Überraschenderweise gibt es kaum Hinweise darauf, dass die Erkrankung zu Anomalien führt, die mit einer Schlafstudie namens Polysomnogramm identifiziert werden können. Einige Untersuchungen deuten darauf hin, dass es möglicherweise zu weniger Gesamtschlaf oder mehr Schlafstörungen kommt, dies wurde jedoch nicht durchgängig nachgewiesen. Es kann sein, dass es nicht nur auf die Zwangsstörung zurückzuführen ist, sondern auch auf eine Depression, die häufig damit einhergeht.

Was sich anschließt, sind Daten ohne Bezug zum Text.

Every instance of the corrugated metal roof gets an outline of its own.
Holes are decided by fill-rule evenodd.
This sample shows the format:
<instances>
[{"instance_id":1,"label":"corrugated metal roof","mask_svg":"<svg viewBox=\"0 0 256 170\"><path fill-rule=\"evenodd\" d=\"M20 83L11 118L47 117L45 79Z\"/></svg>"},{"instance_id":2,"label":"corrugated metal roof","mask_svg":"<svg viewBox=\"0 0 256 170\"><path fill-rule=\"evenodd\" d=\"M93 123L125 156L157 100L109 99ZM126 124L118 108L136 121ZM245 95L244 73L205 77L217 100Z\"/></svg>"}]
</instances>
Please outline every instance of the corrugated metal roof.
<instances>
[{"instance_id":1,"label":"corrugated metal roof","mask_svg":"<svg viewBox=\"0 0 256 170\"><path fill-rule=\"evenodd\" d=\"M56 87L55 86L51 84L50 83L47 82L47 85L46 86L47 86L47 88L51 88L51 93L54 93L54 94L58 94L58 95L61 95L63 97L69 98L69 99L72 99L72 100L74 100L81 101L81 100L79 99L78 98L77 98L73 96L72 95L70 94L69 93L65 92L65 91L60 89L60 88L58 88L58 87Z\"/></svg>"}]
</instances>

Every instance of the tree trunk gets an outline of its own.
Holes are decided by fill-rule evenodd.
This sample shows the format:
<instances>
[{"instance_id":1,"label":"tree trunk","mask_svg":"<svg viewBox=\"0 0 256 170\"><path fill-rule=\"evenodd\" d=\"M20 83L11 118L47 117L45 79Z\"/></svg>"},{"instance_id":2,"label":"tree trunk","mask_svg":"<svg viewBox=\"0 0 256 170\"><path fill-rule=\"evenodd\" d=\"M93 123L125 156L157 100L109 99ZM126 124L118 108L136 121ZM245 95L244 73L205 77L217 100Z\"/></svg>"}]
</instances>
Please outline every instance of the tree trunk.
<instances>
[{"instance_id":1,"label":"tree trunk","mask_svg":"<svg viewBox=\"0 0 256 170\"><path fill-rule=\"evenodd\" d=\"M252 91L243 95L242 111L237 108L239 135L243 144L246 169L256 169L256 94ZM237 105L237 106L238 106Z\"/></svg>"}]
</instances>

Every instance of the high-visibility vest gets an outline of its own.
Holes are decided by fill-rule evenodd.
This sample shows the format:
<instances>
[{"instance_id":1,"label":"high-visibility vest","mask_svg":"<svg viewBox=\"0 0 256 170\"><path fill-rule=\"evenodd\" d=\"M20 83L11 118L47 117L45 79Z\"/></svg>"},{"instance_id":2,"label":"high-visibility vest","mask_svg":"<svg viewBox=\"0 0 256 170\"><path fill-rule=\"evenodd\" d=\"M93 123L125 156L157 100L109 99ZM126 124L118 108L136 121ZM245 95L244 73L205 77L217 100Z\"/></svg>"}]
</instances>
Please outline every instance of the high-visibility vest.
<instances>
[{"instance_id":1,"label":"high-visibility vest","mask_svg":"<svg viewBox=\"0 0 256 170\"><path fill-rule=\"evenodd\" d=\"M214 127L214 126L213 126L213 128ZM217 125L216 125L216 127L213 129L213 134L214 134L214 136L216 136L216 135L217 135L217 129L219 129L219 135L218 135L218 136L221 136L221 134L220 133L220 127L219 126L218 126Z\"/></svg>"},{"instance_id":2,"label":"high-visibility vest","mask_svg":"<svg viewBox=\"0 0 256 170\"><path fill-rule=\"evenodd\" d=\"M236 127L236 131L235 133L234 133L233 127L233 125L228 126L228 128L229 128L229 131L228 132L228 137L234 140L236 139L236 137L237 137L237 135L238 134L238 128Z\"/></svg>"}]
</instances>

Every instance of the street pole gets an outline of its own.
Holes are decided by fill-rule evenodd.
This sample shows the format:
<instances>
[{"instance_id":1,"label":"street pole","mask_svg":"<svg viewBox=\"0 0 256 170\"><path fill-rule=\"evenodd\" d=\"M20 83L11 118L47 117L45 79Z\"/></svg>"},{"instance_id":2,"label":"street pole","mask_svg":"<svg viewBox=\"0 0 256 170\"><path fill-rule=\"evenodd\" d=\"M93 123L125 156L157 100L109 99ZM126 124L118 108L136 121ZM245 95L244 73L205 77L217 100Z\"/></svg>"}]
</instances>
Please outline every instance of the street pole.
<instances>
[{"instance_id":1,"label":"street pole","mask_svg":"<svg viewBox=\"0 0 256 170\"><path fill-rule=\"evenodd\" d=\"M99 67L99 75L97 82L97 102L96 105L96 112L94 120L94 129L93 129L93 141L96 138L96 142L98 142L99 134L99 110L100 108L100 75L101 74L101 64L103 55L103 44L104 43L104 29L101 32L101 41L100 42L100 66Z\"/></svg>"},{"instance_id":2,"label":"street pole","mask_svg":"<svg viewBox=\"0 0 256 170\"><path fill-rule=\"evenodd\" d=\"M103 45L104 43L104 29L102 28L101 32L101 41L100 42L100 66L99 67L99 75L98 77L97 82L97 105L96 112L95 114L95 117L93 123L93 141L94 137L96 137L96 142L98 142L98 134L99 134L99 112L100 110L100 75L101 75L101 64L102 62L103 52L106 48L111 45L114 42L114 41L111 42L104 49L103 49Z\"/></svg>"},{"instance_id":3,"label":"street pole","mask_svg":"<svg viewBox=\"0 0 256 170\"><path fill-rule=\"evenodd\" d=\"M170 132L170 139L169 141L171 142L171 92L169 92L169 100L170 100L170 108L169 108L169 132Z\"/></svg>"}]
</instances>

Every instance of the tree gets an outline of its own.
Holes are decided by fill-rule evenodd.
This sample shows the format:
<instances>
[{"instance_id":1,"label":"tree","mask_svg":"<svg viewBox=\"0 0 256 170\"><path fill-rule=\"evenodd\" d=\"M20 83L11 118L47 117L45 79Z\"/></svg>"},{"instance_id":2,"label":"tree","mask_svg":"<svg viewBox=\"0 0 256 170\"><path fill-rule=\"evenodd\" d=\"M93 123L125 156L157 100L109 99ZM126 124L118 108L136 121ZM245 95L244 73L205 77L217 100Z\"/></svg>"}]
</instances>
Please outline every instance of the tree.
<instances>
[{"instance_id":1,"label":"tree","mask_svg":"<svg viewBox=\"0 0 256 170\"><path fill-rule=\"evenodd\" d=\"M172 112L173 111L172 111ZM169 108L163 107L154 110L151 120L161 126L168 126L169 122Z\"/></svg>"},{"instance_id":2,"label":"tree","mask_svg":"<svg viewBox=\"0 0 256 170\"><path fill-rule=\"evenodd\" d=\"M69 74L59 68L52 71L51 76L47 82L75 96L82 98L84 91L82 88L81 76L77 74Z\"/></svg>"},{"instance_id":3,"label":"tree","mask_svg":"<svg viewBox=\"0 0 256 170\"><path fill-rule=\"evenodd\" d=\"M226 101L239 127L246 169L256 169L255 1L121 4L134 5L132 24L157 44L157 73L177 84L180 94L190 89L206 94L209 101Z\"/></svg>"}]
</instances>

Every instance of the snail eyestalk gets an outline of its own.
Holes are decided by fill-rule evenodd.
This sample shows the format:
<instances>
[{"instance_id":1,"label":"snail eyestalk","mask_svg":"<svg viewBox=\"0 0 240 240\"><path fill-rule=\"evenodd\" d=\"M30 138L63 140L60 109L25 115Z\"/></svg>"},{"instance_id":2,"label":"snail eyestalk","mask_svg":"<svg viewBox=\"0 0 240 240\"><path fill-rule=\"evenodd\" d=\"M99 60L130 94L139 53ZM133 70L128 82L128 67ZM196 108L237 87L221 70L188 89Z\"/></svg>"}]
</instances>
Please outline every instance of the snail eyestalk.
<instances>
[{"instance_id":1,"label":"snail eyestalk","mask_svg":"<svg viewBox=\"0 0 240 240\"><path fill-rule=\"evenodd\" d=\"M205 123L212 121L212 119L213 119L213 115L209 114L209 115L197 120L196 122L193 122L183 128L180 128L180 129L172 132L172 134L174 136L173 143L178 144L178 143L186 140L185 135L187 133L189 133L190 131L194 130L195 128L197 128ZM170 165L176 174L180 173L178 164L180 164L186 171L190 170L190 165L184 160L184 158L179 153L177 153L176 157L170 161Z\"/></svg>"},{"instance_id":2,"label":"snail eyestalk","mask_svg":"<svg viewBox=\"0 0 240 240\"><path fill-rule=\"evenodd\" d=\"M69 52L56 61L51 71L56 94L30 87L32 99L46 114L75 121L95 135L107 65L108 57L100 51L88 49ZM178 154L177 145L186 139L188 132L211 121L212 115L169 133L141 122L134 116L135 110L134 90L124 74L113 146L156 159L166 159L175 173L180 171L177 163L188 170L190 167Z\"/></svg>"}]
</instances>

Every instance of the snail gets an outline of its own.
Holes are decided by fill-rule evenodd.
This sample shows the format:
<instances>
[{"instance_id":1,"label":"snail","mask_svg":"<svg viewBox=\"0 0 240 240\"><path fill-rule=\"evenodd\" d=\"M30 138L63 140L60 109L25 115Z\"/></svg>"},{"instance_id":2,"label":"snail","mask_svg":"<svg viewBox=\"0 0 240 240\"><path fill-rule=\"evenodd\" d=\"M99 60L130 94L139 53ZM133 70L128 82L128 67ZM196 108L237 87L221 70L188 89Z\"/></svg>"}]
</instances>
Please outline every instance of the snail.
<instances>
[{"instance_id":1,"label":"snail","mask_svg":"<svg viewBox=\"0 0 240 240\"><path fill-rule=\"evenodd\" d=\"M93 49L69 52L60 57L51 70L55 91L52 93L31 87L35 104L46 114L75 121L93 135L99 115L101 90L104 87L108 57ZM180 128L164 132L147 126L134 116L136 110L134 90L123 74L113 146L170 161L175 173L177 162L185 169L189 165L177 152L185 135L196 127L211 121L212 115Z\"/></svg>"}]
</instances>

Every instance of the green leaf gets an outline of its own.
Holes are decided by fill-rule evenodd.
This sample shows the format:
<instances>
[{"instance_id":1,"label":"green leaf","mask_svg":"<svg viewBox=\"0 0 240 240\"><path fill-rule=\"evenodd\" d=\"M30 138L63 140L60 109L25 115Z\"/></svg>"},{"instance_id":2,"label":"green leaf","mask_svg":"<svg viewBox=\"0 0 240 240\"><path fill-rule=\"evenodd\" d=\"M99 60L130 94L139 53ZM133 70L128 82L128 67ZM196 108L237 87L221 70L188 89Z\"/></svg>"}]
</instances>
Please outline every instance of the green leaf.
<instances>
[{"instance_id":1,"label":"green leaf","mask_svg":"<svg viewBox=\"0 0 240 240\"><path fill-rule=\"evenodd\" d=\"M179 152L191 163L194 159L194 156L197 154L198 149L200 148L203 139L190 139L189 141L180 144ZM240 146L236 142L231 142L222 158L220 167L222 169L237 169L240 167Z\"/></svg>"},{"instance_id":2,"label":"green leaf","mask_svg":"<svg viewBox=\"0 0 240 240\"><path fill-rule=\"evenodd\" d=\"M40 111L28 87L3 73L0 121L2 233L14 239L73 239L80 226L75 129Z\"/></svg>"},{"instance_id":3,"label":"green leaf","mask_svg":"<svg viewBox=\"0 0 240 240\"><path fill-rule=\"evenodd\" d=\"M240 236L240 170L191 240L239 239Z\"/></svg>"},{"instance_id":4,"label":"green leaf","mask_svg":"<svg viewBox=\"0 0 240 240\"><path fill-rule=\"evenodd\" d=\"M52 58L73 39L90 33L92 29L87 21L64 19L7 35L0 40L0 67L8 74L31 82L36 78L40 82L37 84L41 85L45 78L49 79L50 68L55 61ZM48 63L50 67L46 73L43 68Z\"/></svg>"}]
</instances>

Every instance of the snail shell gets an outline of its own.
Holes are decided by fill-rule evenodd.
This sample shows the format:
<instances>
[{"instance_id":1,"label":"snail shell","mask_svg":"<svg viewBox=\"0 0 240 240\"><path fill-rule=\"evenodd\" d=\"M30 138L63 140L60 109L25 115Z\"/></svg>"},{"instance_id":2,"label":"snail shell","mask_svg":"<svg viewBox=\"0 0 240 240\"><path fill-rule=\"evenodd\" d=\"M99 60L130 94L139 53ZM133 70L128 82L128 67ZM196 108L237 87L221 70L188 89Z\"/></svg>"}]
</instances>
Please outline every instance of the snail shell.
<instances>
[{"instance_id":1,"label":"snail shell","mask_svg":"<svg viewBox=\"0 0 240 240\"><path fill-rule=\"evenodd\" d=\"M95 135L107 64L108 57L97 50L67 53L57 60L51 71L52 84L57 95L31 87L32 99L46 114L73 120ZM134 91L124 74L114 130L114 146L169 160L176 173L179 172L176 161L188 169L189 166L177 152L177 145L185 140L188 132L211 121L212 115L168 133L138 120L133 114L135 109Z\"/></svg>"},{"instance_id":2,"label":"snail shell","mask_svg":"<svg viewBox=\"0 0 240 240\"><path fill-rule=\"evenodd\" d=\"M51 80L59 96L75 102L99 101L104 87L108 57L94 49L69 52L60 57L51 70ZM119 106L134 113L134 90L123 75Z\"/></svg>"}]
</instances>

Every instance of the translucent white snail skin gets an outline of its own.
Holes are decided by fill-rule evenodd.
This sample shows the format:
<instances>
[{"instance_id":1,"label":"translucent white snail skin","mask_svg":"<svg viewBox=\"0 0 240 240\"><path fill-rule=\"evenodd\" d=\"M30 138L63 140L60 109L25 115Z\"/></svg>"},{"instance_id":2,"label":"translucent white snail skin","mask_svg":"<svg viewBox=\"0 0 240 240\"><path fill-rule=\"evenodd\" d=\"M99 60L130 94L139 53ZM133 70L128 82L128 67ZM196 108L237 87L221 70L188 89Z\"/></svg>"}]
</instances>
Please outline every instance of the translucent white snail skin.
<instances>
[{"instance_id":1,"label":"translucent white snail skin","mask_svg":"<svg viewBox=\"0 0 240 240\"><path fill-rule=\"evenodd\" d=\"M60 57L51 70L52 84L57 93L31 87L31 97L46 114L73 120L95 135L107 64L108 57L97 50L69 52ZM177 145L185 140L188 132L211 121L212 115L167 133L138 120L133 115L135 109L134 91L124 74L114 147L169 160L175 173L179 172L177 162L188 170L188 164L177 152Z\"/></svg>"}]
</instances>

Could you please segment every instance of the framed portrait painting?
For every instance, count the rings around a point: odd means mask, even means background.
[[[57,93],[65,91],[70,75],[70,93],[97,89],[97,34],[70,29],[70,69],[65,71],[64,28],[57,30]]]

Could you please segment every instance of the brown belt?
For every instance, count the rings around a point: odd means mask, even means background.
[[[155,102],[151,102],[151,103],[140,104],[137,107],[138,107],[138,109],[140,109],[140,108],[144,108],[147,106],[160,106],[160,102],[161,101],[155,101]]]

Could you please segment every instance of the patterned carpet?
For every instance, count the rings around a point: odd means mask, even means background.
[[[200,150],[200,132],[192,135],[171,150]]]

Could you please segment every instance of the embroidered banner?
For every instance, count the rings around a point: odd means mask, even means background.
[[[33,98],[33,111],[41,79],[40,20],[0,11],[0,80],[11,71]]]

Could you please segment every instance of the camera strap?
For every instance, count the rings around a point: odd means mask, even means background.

Weitere Untersuchungen zum möglichen Zusammenhang zwischen Zwangsstörungen und Schlafstörungen sind erforderlich.

Medikamente zur Behandlung von Zwangsstörungen

Für Zwangsstörungen stehen verschiedene Behandlungsmöglichkeiten zur Verfügung.

Selektive Serotonin-Rezeptor-Hemmer (SSRIs) sind die erste Behandlungslinie. Manchmal wird das trizyklische Antidepressivum Clomipramin oder ein anderes Medikament zusätzlich zu oder anstelle von SSRIs verwendet, wenn diese nicht wirksam sind. Einige der am häufigsten verwendeten SSRIs sind:

  • Fluoxetin
  • Fluvoxamin
  • Paroxetin
  • Sertralin

Zusätzlich zum Einsatz von Medikamenten kann die Zusammenarbeit mit einem Psychologen hilfreich sein, der in Desensibilisierung und kognitiver Verhaltenstherapie (CBT) geschult ist. Wenn weder kognitive Verhaltenstherapie noch Medikamente wirken, können transkranielle Magnetstimulation (TMS) oder elektrische Hirnstimulation zur Linderung der Beschwerden eingesetzt werden.

Ein Wort von Swip Health

Wenn Sie glauben, dass Sie möglicherweise an einer Zwangsstörung leiden, können Sie zunächst mit Ihrem Hausarzt sprechen, der möglicherweise eine Überweisung an einen Psychiater vorschlägt, damit Sie sich besser fühlen. Wenn der Schlaf gestört wird, können Stimmung, Denken und Funktion schnell aus dem Gleichgewicht geraten. Durch die Korrektur des Zustands erhalten Sie möglicherweise endlich die Ruhe, die Sie zur Optimierung Ihrer Gesundheit und Ihres Wohlbefindens benötigen.